Ini akan menjadi pertemuan formal pertama pada tingkat ini bagi Seoul dan Tokyo dalam 3½ tahun. Hal ini juga merupakan langkah lain dalam lambatnya dimulainya kembali pertukaran dengan Jepang setelah perpecahan hubungan pada tahun 2012 akibat nasionalisasi Tokyo atas pulau-pulau tak berpenghuni di Laut Cina Timur yang dikuasai Jepang namun diklaim oleh Tiongkok.
Seoul mengusulkan pertemuan bilateral terpisah antara Presiden Korea Selatan Park Geun-hye dan Perdana Menteri Jepang Shinzo Abe pada hari Senin, sehari setelah mereka berdua bertemu dengan Perdana Menteri Tiongkok Li Keqiang. Namun juru bicara pemerintah Jepang mengatakan pada hari Selasa bahwa dia mengetahui tidak adanya usulan tersebut.
Surat kabar di Jepang melaporkan bahwa Tokyo belum memberikan tanggapan karena menolak menyerah pada tekanan Seoul agar Jepang memberikan semacam konsesi mengenai masalah perempuan Korea yang dipaksa menjadi budak seks oleh militer Jepang sebelum dan selama Perang Dunia II. Banyak orang di Korea Selatan merasa bahwa permintaan maaf dan upaya reparasi Jepang sebelumnya masih belum membuahkan hasil. Perasaan ini diperburuk oleh anggapan luas bahwa Abe yang konservatif menutupi kekejaman Jepang pada masa perang.
Dalam pidatonya di Tokyo pada hari Senin, Duta Besar Korea Selatan untuk Jepang Yoo Heung-soo mendesak Abe untuk membuat konsesi mengenai masalah ini ketika dia bertemu dengan Park.
Sebagai tanggapan, Kepala Sekretaris Kabinet Jepang Yoshihide Suga mengatakan kepada wartawan bahwa “posisi Jepang mengenai masalah ini tidak berubah.” Suga tidak mengatakan apakah topik tersebut akan diangkat dalam pembicaraan, namun justru menggarisbawahi pentingnya pertemuan dan pembicaraan para pemimpin.
Di tengah pertikaian tersebut, pejabat penting Jepang untuk urusan Korea, Kimihiro Ishikane, pada hari Selasa bertemu dengan Lee Sang-duk, pejabat tinggi Kementerian Luar Negeri Seoul untuk urusan Asia Timur Laut, mengenai masalah budak seks. Hasilnya tidak jelas.
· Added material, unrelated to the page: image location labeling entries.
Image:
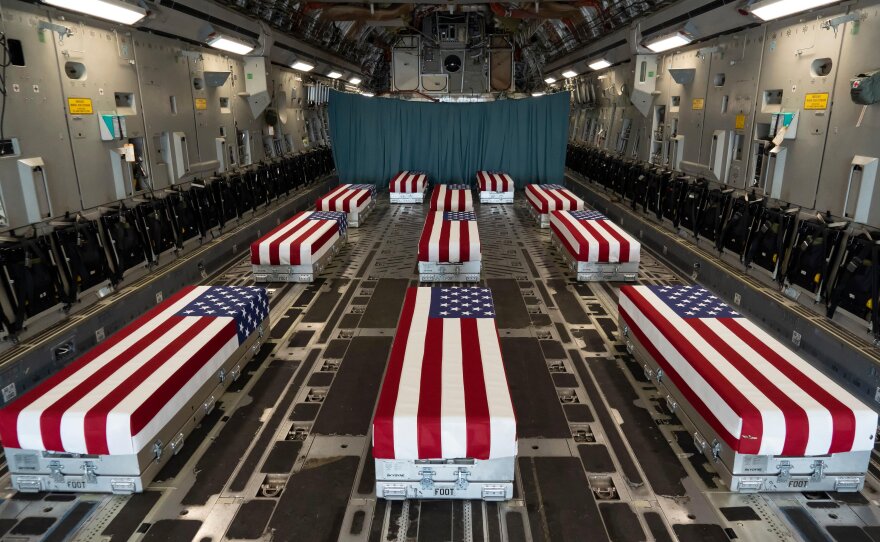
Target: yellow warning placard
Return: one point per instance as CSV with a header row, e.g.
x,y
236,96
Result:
x,y
80,106
816,101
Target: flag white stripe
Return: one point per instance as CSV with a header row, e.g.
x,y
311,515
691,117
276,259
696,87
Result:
x,y
865,417
474,241
28,421
453,416
119,438
819,418
406,409
454,241
73,420
714,402
502,421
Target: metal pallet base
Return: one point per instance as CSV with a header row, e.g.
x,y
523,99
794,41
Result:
x,y
450,272
597,271
749,473
35,471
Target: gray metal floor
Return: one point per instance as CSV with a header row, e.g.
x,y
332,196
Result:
x,y
286,456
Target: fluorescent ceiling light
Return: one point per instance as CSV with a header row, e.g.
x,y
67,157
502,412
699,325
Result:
x,y
774,9
231,45
111,10
668,41
302,66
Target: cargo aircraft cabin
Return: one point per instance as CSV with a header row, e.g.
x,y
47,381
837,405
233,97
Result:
x,y
439,270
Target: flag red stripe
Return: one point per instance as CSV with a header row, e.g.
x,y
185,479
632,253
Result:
x,y
145,412
621,239
464,247
298,234
50,420
797,425
425,239
752,423
479,428
604,247
9,414
843,419
95,424
431,391
383,423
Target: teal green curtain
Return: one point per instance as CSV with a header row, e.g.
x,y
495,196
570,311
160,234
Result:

Tiongkok dan Jepang mempunyai masalah historis dan teritorial masing-masing, namun keretakan mereka mulai pulih tahun lalu dengan penyelesaian diplomatik dan pertemuan singkat Presiden Tiongkok Xi Jinping dengan Abe di Beijing.
Hubungan baik Tiongkok dengan Seoul dilambangkan dengan keputusan Presiden Park untuk memisahkan diri dari para pemimpin demokratis lainnya untuk menghadiri parade militer mewah di Beijing bulan lalu.
Namun, dibandingkan Xi, Tiongkok akan diwakili di Seoul oleh Perdana Menteri Li Keqiang yang kurang berpengaruh. Namun Li memiliki fokus pada bidang ekonomi, dan Beijing mengatakan pihaknya ingin menghidupkan kembali perundingan yang terhenti mengenai kesepakatan perdagangan tiga arah antara kedua pihak.
Pertemuan tersebut bisa menjadi penting bahkan jika ketiga pemimpin berhasil membangun kepercayaan dan menyetujui lebih banyak pertemuan puncak, kata Jeff Kingston, direktur studi Asia di Universitas Temple di Jepang.
“Mereka bisa fokus pada masalah perdagangan, masalah keamanan, dan mungkin mengesampingkan sejenak masalah teritorial dan sejarah,” ujarnya. “Hubungan mereka terlalu penting untuk diabaikan.”
___
Penulis AP Kim Tong-hyung di Seoul, Mari Yamaguchi di Tokyo dan Christopher Bodeen di Beijing berkontribusi pada laporan ini.